Según describe, «la ira es esa compañera de vida que tanto nos cuesta entender». «La etiquetamos de forma errónea como emoción negativa, nos queremos deshacer de ella como sea y lo llamativo es que solemos hacerlo de la peor manera: estallando o bien engulléndola, tragándonos lo que nos genera indignación».
La curva de la ira
Ráfaga de pensamientos Los pensamientos van muy rápido, las ideas en nuestra cabeza se agolpan. El cerebro nos funciona a toda prisa: esta sobreexcitado.
Ya no nos interesa el otro No podemos evitar interrumpir a la parte con la que estamos interactuando.
Acelerón Notamos que se nos acelera el corazón. Se pueden notar hasta palpitaciones.

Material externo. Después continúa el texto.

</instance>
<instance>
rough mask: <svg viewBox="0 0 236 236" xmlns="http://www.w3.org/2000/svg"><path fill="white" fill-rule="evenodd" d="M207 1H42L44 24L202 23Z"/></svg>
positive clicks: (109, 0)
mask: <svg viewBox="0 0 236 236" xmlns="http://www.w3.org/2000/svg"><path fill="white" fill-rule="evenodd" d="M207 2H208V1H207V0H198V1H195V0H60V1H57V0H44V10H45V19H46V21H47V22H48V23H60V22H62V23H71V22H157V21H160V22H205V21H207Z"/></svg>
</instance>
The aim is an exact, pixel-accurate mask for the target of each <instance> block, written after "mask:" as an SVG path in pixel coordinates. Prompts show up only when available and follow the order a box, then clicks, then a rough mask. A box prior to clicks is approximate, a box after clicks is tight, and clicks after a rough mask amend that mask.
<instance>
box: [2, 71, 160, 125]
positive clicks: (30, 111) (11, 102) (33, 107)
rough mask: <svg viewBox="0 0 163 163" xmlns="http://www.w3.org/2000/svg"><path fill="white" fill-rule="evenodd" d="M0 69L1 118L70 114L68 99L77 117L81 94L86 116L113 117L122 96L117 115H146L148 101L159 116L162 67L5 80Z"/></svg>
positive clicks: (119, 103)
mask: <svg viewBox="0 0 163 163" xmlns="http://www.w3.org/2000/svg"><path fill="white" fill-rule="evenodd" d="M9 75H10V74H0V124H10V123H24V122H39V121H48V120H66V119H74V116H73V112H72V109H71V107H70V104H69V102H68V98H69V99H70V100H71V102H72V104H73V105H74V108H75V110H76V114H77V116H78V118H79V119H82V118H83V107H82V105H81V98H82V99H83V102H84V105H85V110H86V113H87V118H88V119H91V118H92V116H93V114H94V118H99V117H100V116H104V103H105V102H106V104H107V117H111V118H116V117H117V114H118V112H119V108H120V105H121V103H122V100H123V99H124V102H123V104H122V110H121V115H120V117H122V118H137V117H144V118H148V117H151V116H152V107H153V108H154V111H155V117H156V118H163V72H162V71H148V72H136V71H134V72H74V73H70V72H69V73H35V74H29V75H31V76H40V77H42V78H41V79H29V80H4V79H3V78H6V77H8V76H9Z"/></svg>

Sensación de calor Sobre todo en el tronco y la cara, donde puede aparecer hasta un rubor.
Músculos tensos La musculatura se tensa: el cuerpo se 'prepara' para afrontar una especie de amenaza.
Voz aguda Empezamos a hablar más rápido, más alto y con la voz más aguda.
¿Qué debemos hacer, entonces, con ella? Como está tan de moda eso de que las emociones supuestamente negativas tienen su función... «Es fundamental trabajar la ira –aclara Sabater–. Yo suelo verla como el tapón que cierra una botella a presión. Cuando la abres, lo que hay tras ella es mucha tristeza, decepciones, palabras que nos hemos callado, injusticias… De hecho, la ira es una emoción que suele acompañar a procesos traumáticos».
Así que trabajar en el control de la ira es necesario, no solo porque es la manifestación de otros problemas, sino porque «hace que emerja lo peor de nosotros mismos», apunta la psicóloga. Pero, ¿los estallidos no nos alivian? «Suelen generarte un alivio muy breve. Puedes gritarle a tu compañero de trabajo, decirle una frase hiriente a tu pareja o tirar el móvil al suelo cuando las cosas no salen como esperabas… Estas conductas aportan una pequeña liberación de endorfinas y una sensación de satisfacción, pero muy fugaz», advierte Sabater. Y luego, inmediatamente, viene el arrepentimiento. «Entonces te sientes peor», indica.
La ira en tu cerebro tiene una finalidad muy clara: quiere que resuelvas o afrontes lo que te duele, lo que te frustra o ataca a tu identidad o dignidad personal. «El problema es que esta emoción tiene una impronta psicofísica muy intensa, es decir, te desregula, te genera tensión, te duele el estómago, tu respiración se acelera y, lo que es peor, quien toma el control es tu amígdala cerebral, provocando que actúes por impulsos», alerta. De hecho, durante un ataque de ira perdemos la noción de las consecuencias y podemos causar un daño tremendo con lo que decimos. Un peligro.
Por eso, es necesario poner medidas para evitar la explosión. A veces, indica Sabater, para romper la escalada basta con cambiar rápidamente de conducta, «salir a pasear, respirar profundo unos minutos, escuchar música, desviar la atención…». Una vez has recuperado un poco la calma –ya no notas el corazón a mil por hora y puedes controlar lo que sale de tu boquita–, es hora de pensar en varias estrategias asertivas para resolver eso que te ha indignado. «Una mente relajada decide mucho mejor», recuerda.